We know output is going to be UTF-8 ans we changed the *binmode*
of STDOUT to be UTF-8.

This is a bit messy and slow - so can we think of a different way of using our data structure:

### A simpler solution!!

Well we can convert the data structure into a hash... and see how the code works - this is an initial overhead
but each symbol is a lot quicker!

```perl
my %map = map {
  my $c = $_;
  map { $_ eq '?' ? ($c++,$_) : ($c++) x 0 }
  @{$blocks{$_}}
} keys %blocks;
```

This then gives us a `makeover` function of:

```perl
sub makeover { join '', map { $map{ord $_}//$_ } split //, shift }
```

### Some examples and performance...

Here are some examples....

```
                 ÃÊÍÒÙ! => AEIOU!
                  âÊíÒÙ => aEiOU
    Ƭȟȩ Ẇḕȅǩȴƴ Ćħąỻḝṅḡể => The Weekly Challenge
```

With these three examples the 2nd method is 4-5x faster than the previous method... Pre-computing is always the way to go,
if you have a complex function and not too much memory is required to store the mappings.

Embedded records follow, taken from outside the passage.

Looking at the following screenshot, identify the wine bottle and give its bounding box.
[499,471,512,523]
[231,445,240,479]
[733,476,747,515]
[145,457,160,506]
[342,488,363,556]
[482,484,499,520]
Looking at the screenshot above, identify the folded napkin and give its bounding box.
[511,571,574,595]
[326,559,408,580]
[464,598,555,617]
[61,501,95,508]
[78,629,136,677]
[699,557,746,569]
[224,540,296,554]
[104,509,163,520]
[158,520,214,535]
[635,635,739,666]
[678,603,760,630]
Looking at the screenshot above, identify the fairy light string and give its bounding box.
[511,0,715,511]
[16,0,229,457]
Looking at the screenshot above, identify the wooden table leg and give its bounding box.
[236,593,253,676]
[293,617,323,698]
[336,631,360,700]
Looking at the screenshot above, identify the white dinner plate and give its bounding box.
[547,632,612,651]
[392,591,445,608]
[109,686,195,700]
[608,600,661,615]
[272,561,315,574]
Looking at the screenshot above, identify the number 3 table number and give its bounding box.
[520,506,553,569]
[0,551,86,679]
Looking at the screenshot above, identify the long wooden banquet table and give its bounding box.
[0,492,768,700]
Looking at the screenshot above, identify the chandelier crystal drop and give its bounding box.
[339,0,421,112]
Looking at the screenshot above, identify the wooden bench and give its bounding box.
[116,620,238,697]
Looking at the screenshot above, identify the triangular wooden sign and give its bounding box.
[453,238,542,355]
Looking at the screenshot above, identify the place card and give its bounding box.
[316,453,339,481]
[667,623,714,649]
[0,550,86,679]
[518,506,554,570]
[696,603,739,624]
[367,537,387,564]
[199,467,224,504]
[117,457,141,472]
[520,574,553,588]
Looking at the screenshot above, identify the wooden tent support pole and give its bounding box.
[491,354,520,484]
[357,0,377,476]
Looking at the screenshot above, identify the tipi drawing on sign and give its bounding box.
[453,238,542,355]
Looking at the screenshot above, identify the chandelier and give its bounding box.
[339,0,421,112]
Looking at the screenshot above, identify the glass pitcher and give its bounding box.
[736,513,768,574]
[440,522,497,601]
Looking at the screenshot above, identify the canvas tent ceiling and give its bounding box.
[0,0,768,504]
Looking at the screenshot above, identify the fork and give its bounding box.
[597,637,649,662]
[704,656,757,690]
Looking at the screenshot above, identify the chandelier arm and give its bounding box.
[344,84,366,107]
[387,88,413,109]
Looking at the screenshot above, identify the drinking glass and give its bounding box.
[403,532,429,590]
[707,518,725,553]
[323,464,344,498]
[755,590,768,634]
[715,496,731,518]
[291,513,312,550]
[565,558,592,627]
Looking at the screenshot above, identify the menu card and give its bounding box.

## Now lets go the other way...

This is interesting - but it was hard to write examples - so I thought why don't I go the other way and produce
the "decorated" code from the plain text - I find it weird calling it "`makeunder`" but as it is opposite over
`makeover` so be it. I think switching names would be more understandable.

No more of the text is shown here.